Evidence from numerous epidemiological and animal studies has shown a protective effect of estrogens on the development of atherosclerosis. Since not all of the beneficial effects of estrogen can be explained by alterations in plasma lipoprotein profiles, estrogens may have a direct effect on the arterial wall on one or more of the key steps in the pathogenesis of atherosclerosis. In the present study we tested the hypothesis that estrogens decrease macrophage foam cell formation by reducing lipoprotein uptake via the scavenger receptor pathway.

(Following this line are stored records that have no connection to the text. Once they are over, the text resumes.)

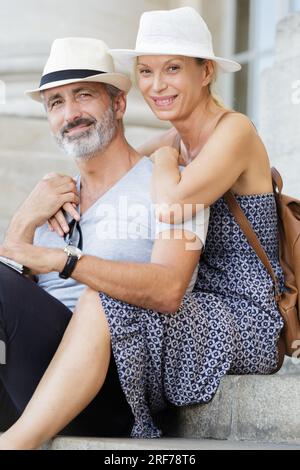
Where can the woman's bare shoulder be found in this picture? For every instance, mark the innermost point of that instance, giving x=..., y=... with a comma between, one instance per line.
x=163, y=140
x=237, y=122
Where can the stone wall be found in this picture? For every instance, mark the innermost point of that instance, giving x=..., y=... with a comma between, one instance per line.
x=280, y=105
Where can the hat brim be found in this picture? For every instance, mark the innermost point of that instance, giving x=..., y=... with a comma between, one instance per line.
x=126, y=56
x=118, y=80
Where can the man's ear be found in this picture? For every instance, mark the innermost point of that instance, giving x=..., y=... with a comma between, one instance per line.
x=120, y=103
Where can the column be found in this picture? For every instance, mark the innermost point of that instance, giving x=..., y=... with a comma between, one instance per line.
x=27, y=30
x=280, y=105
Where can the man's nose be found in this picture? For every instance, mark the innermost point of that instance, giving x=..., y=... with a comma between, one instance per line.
x=159, y=83
x=72, y=111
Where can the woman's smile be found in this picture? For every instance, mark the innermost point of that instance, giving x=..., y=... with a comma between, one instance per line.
x=164, y=101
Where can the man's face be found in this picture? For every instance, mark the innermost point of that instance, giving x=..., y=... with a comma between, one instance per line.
x=81, y=118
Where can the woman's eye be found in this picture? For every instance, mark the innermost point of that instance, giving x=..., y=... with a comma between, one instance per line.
x=84, y=95
x=145, y=71
x=55, y=104
x=173, y=68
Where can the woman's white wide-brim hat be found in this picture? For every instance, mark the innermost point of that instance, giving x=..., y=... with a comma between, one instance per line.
x=173, y=32
x=75, y=60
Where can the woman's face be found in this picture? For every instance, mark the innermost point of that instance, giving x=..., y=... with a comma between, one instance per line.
x=172, y=85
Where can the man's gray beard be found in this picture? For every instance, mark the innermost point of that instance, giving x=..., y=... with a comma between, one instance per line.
x=95, y=140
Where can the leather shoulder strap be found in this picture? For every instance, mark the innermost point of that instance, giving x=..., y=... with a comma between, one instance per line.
x=251, y=236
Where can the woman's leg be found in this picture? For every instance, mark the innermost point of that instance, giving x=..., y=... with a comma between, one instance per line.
x=73, y=378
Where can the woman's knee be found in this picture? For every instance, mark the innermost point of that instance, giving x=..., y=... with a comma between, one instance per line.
x=89, y=303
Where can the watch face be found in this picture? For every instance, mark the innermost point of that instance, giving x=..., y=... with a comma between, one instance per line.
x=73, y=251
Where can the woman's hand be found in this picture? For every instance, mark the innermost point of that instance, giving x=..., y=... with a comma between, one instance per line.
x=165, y=153
x=38, y=259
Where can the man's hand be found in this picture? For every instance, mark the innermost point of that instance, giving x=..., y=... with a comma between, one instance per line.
x=52, y=193
x=38, y=259
x=58, y=222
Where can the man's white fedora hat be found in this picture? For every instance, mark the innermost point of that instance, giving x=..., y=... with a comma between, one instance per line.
x=174, y=32
x=74, y=60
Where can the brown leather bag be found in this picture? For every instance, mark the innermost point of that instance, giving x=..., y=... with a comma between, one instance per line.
x=288, y=301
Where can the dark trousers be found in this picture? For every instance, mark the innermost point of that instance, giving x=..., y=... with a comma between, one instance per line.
x=32, y=324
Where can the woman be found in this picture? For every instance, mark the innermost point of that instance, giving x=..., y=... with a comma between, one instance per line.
x=223, y=152
x=230, y=323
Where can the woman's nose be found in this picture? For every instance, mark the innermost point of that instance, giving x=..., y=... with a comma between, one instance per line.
x=159, y=83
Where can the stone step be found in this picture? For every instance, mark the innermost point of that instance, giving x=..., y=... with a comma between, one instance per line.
x=245, y=408
x=77, y=443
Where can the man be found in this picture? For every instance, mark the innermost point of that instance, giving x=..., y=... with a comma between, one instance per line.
x=120, y=256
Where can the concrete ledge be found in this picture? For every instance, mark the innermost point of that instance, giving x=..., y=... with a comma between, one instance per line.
x=65, y=443
x=251, y=408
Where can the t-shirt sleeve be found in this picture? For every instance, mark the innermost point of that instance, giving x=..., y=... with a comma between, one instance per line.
x=198, y=226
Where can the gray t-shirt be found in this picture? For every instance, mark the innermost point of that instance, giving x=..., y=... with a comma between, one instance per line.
x=120, y=226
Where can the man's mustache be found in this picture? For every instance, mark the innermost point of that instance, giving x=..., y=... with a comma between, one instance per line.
x=77, y=122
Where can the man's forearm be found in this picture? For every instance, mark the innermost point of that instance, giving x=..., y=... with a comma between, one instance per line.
x=20, y=230
x=148, y=285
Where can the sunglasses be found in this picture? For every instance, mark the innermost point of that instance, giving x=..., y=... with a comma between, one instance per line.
x=74, y=236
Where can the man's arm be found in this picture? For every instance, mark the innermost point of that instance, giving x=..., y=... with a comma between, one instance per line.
x=50, y=194
x=159, y=285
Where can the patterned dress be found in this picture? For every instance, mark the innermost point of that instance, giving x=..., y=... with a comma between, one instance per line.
x=228, y=324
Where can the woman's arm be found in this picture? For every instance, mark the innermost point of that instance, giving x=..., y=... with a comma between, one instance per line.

Incubation of the human THP-1 macrophage cell line with 17 beta-estradiol reduced the uptake and metabolism of 125 I-labeled human acetylated LDL (acLDL) in a concentration-dependent manner (from 10(-9) to 10(-5) mol/L) by 30% to 40% at the highest concentrations used. This decrease was accompanied by a reduction in cholesterol accumulation and esterification. When chloroquine was used to block lysosomal degradation, 17 beta-estradiol retained its ability to decrease accumulation of acLDL. This finding suggested that the effect of estrogen occurs before degradation of acLDL by lysosomes. 17 beta-Estradiol had no effect on binding of 125I-acLDL at 4 degrees C. When 125I-acLDL was bound at 4 degrees C and warmed to 37 degrees C, less acLDL was internalized and degraded in cells treated with 17 beta-estradiol, due to greater dissociation of the bound acLDL from the surface of estrogen-treated cells during internalization. We conclude that as a result of the estrogen-induced increase in dissociation of acLDL, less lipoprotein cholesterol is delivered to macrophages, resulting in a reduced rate of foam cell formation. This may be one mechanism by which estrogens reduce the development of atherosclerosis.